Campus

Vrijheid voor de kleine baasjes

De drie TU’s worden één TU Nederland. Als het aan oud-onderwijsminister Hermans ligt tenminste. Maar zit de wetenschap wel te wachten op meer bureaucratie? Delta ging langs de faculteitsbestuurders aan de drie TU’s.

,,Als we de huidige voorstellen serieus nemen glijden we af naar de grauwe middelmaat.”

Onaanvaardbaar % dat is de unanieme mening van de Eindhovense decanen. ,,De dood in de pot voor het onderzoek aan de drie TU’s”, liet de decaan van scheikundige technologie, prof.dr.

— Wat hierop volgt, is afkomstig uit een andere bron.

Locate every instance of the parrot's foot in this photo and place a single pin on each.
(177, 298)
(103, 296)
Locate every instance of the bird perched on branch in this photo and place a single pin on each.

Hans Niemantsverdriet, optekenen in universiteitskrant ‘Cursor’. Hij krijgt daarbij steun van zijn college van bestuur. De decanen in Delft en vooral Twente reageren enthousiaster op de conceptversie van het sectorplan Wetenschap en Technologie, al hebben ze ook hun twijfels.

Prof.dr.ir. Jan van Katwijk, decaan van de faculteit Elektrotechniek, Wiskunde en Informatica: ,,Het is een mooie tekst, knap geschreven. Ik ben het niet overal mee eens, maar het wordt tijd dat we eens door oude muurtjes breken. Een drie-TU-instituut kan een belangrijke functie vervullen als gemeenschappelijk loket voor buitenstaanders. Een centraal aanspreekpunt versterkt de positie van het technisch onderzoek op de markt.”

De definitieve versie van het sectorplan van voormalig onderwijsminister Loek Hermans moet in januari bij de staatssecretaris liggen. De voorzitters van de drie colleges van bestuur hebben vorige week in het spreekwoordelijk hutje op de hei het conceptplan besproken. Het grootste struikelblok: de voorgestelde oprichting van het 3 TU Institute of Science and Technology, dat moet zorgen dat overlap en versnippering in het onderzoek aan de drie TU’s wordt tegengegaan.

Grofweg hebben de Eindhovense decanen twee bezwaren. Ten eerste menen ze dat de concurrentie in het Nederlandse onderzoek afneemt door de oprichting van het drie-TU-instituut. Niemantsverdriet: ,,Door alle overlap op onderzoeksgebied weg te nemen verdwijnt de onderlinge competitie tussen de drie TU’s. Natuurlijk meten we ons ook met het buitenland, maar de onderzoeksgelden krijgen we nationaal. Als ieder zijn eigen stukje onderzoek doet, is er bij de fondsenwerving geen concurrentie.”

Zijn collega prof.dr.ir. Dick van Campen, decaan werktuigbouwkunde aan de TU Eindhoven, ziet eveneens zware bewolking hangen. Volgens hem kleven aan het 3 TU Institute of Science and Technology slechts nadelen. ,,Het is zeer schadelijk voor de technologische ontwikkeling van de BV Nederland. Met de verminderde concurrentie op het gebied van projecten zal een verlies van kwaliteit van goed draaiende groepen optreden. Het gevolg: maximalisering van de middelmaat. Goed aangeschreven organisaties als technologiestichting STW worden geheel buitenspel gezet, evenals een aantal landelijke onderzoekscholen met een internationaal aanzien.”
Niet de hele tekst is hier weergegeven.